🚨 US–Iran Tensions: What It Could Mean for Markets
Tensions are increasing after reported US strikes on Iran, but Iran appears more isolated than ever. Outside of Russia, there are very few countries likely to stand firmly with Iran due to its long history of unstable partnerships.
📌 Quick Background
2014: Iran backed out of a major telecom deal with the US.
2021: After signing a massive $400B cooperation deal, Iran later shifted closer to India, even giving India operating rights at Chabahar Port, which directly competes with Pakistan’s Gwadar Port.
2023: Iran and Saudi Arabia restored ties, but Iran warned that any military attack could lead to missile strikes across the Gulf region.

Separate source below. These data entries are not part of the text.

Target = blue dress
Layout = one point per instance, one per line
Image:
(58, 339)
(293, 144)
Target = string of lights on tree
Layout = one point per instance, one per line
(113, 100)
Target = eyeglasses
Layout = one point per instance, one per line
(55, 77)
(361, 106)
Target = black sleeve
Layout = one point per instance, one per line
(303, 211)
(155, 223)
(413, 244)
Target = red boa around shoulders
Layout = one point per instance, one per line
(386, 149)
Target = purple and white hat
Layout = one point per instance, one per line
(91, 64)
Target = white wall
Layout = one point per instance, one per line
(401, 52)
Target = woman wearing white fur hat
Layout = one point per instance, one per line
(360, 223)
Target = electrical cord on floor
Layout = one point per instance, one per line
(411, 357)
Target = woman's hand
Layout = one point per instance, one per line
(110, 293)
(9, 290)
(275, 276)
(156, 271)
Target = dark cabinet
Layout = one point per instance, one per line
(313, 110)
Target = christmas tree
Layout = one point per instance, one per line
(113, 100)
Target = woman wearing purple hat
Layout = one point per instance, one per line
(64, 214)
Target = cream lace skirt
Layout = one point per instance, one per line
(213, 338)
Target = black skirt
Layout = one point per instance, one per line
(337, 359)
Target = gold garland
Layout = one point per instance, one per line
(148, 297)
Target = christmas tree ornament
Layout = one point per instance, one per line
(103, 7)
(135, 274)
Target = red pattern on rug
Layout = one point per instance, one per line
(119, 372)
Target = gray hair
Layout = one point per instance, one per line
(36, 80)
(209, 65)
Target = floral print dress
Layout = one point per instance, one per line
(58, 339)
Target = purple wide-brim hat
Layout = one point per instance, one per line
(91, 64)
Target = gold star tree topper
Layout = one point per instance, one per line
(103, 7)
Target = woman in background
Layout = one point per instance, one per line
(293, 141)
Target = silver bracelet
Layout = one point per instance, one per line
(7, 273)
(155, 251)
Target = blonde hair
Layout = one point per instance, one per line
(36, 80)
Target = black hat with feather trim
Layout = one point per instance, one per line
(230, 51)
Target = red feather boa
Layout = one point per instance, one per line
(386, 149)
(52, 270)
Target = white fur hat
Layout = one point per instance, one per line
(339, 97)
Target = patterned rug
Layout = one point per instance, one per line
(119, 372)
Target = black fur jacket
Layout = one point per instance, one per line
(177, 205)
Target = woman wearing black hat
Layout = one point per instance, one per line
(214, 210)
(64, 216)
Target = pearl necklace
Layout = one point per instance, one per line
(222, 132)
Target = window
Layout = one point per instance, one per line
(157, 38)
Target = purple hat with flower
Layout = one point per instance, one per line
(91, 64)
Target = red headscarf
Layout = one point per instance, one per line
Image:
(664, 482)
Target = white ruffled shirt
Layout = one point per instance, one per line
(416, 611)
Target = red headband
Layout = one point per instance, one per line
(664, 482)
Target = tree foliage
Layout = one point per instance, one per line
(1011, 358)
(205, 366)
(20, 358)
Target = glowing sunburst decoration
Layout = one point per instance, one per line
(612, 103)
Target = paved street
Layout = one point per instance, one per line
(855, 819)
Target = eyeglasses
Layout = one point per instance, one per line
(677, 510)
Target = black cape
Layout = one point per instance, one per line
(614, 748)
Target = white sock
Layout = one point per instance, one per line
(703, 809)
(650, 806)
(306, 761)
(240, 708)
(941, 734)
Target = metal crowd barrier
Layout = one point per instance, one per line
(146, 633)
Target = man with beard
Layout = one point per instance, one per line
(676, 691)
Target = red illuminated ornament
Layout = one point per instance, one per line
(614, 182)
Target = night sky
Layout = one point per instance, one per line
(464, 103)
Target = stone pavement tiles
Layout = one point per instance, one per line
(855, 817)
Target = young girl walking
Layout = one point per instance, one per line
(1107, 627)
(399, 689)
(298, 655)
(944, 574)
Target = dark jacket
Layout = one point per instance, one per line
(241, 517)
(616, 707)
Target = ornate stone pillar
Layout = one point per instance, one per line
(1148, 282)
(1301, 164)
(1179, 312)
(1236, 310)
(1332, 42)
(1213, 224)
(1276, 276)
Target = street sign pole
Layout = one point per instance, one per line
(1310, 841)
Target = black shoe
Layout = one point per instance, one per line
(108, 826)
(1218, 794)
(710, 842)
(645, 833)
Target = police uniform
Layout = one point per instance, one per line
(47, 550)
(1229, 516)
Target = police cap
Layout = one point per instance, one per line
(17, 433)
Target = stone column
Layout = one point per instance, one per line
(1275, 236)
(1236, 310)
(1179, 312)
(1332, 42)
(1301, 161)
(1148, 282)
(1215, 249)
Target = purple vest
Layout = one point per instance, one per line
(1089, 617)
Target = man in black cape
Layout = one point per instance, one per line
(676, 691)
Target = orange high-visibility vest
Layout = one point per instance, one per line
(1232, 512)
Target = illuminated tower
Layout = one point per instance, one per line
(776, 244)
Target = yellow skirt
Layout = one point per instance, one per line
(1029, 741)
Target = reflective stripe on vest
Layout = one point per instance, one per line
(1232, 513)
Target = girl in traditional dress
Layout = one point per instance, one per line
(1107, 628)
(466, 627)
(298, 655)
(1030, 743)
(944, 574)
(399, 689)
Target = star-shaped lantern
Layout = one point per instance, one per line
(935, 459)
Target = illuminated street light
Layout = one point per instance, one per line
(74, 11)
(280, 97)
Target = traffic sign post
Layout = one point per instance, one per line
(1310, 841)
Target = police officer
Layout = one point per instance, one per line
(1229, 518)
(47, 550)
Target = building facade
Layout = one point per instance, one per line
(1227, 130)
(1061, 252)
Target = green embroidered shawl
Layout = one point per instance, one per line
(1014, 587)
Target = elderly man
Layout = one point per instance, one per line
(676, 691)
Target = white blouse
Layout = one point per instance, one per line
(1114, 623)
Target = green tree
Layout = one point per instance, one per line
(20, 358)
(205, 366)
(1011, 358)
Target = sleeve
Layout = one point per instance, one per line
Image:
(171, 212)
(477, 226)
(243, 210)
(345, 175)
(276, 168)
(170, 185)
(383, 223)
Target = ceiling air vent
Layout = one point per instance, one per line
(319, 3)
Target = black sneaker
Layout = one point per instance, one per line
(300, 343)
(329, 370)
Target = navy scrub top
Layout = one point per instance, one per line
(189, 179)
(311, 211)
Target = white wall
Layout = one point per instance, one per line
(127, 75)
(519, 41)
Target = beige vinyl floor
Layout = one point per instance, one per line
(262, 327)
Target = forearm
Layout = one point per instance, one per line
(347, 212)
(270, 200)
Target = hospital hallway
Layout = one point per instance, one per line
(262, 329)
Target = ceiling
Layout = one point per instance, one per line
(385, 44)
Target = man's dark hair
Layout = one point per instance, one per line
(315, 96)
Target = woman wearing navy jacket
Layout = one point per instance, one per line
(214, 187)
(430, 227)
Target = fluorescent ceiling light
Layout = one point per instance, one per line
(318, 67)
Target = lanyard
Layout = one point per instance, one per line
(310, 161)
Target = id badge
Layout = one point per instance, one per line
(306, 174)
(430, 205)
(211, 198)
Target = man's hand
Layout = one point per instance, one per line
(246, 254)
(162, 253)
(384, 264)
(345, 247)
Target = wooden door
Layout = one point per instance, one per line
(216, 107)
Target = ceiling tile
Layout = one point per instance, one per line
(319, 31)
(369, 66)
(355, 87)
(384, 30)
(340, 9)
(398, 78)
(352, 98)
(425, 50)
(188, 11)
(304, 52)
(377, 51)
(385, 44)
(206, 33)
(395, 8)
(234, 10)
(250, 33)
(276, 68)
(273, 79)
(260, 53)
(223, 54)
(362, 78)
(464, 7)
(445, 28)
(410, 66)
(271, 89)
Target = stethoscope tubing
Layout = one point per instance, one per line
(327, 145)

💥 Even during regional conflicts, Iran and India have continued cooperation. As a result:
Investment into Iran has declined
Investment into Saudi Arabia has increased
⚠️ Iran’s main pressure tool remains its missile capability, but this doesn’t solve its deeper economic issues:
Currency has lost massive value over the past decade
Wealthy elites are quietly moving money to Western countries
🌍 For traders and investors:
Rising geopolitical risk can affect oil prices, currencies, regional markets, and global risk sentiment. This could also influence safe-haven assets and crypto markets.